= IXP1200 =

The IXP1200 is a network processor fabricated by Intel Corporation. The processor was originally a Digital Equipment Corporation (DEC) project that had been in development since late 1996. When parts of DEC's Digital Semiconductor business was acquired by Intel in 1998 as part of an out-of-court settlement to end lawsuits each company had launched at each other for patent infringement, the processor was transferred to Intel. The DEC design team was retained and the design was completed by them under Intel. Samples of the processor were available for Intel partners since 1999, with general sample availability in late 1999. The processor was introduced in early 2000 at 166 and 200 MHz. A 232 MHz version was introduced later. The processor was later succeeded by the IXP2000, an XScale-based family developed entirely by Intel.

The processor was intended to replace the general-purpose embedded microprocessors and specialized application-specific integrated circuit (ASIC) combinations used in network routers. The IXP1200 was designed for mid-range and high-end routers. For high-end models, the processor could be combined with others to increase the capability and performance of the router.

The IXP1200 integrates a StrongARM SA-1100-derived core and six microengines, which were RISC microprocessors with an instruction set optimized for network packet workloads. The StrongARM core performed non-real-time functions while the microengines manipulated network packets.

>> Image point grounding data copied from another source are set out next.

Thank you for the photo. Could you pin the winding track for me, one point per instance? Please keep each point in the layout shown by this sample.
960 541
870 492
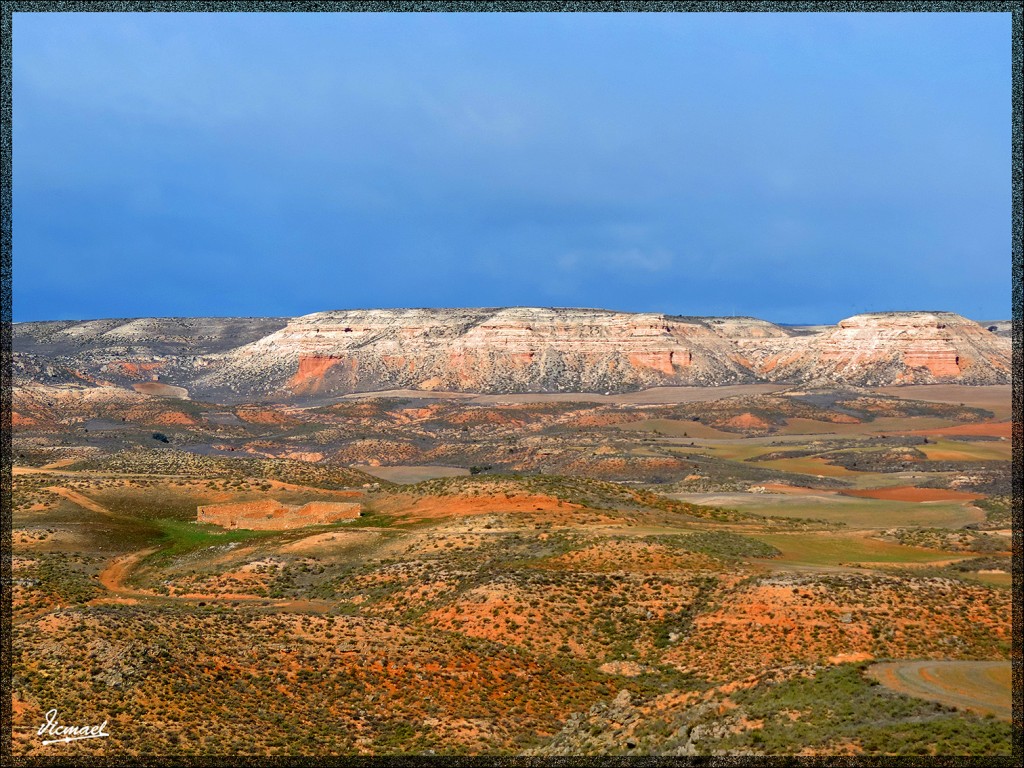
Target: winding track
981 686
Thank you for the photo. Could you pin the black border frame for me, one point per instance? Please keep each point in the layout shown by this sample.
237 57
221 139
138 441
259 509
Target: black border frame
8 7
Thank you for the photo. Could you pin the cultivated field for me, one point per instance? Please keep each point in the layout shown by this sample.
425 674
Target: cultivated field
678 571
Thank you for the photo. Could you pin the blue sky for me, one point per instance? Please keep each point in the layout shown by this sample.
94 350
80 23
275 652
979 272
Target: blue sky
800 168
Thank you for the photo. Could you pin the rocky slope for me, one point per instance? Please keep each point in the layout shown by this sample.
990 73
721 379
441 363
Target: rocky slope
515 349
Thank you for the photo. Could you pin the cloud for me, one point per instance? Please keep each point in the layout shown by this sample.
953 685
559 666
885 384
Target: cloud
628 261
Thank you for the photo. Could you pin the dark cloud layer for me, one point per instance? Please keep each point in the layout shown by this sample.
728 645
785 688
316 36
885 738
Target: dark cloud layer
795 167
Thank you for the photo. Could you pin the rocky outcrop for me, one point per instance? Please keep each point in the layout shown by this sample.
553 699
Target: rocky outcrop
890 348
272 515
517 349
489 350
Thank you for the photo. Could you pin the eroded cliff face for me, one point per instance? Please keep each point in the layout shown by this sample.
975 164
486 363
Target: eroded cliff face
518 349
491 350
889 348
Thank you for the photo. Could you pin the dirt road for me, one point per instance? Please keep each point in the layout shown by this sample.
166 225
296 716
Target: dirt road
981 686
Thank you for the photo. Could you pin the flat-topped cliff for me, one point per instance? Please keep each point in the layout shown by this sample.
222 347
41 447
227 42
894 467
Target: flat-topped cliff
516 349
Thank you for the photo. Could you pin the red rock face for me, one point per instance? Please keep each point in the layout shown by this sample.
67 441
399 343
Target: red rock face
311 370
899 348
660 360
528 349
942 364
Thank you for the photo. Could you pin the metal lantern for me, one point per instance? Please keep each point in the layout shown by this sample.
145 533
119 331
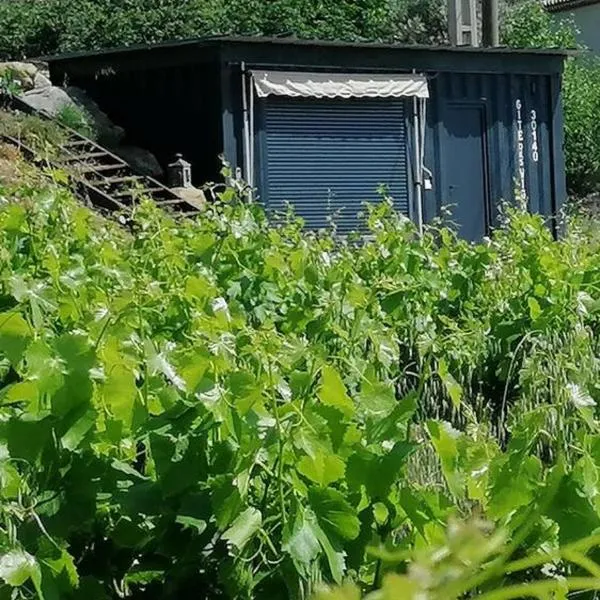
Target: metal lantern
180 173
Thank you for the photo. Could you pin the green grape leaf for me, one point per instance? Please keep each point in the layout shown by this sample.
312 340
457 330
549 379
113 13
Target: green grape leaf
120 392
17 566
191 522
333 392
323 468
15 335
302 545
335 515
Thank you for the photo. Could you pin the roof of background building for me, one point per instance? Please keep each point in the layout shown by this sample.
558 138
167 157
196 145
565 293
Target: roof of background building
566 5
293 41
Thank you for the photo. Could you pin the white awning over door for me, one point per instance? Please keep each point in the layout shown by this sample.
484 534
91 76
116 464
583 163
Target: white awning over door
299 84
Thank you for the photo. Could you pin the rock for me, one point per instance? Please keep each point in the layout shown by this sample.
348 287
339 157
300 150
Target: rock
50 100
141 160
192 195
41 81
23 73
107 132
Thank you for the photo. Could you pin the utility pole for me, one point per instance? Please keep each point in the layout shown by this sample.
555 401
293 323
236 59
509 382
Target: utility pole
462 22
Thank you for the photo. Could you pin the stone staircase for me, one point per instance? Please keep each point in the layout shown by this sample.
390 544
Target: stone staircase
100 178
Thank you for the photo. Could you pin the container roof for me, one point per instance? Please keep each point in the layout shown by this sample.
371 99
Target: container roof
565 5
219 41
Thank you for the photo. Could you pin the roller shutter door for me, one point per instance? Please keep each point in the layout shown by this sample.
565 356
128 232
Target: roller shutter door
328 157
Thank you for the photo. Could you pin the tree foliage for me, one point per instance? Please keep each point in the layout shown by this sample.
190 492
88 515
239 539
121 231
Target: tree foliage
529 25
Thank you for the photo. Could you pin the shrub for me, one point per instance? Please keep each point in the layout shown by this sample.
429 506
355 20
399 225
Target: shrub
77 118
529 25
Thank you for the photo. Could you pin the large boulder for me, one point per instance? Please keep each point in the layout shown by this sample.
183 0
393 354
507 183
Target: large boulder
107 133
143 161
22 73
194 196
51 100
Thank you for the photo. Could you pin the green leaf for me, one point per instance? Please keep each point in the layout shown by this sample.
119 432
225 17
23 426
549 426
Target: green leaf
81 421
333 392
244 528
191 522
534 308
17 566
444 439
322 468
335 557
15 335
302 545
377 399
335 515
120 392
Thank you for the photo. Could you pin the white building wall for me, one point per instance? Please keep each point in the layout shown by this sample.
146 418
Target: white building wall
587 21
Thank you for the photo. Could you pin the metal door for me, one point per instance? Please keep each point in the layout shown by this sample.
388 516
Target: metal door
465 168
327 157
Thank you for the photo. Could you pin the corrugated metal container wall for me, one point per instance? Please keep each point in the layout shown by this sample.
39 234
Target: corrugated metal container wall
520 116
328 157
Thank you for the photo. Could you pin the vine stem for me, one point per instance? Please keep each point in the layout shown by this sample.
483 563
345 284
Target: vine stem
281 445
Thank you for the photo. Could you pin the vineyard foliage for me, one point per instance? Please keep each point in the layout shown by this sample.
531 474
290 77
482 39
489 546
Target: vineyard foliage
224 408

The processor also integrates static random access memory (SRAM) and synchronous dynamic random access memory (SDRAM) controllers, a PCI interface and an IX bus interface.

The IXP1200 contains 6.5 million transistors and measures 126 mm^{2}. It was fabricated in a 0.28 μm, complementary metal-oxide-semiconductor (CMOS) process with three levels of interconnect. It was packaged in a 432-ball enhanced ball grid array (EBGA). The IXP1200 was fabricated at DEC's former Hudson, Massachusetts plant.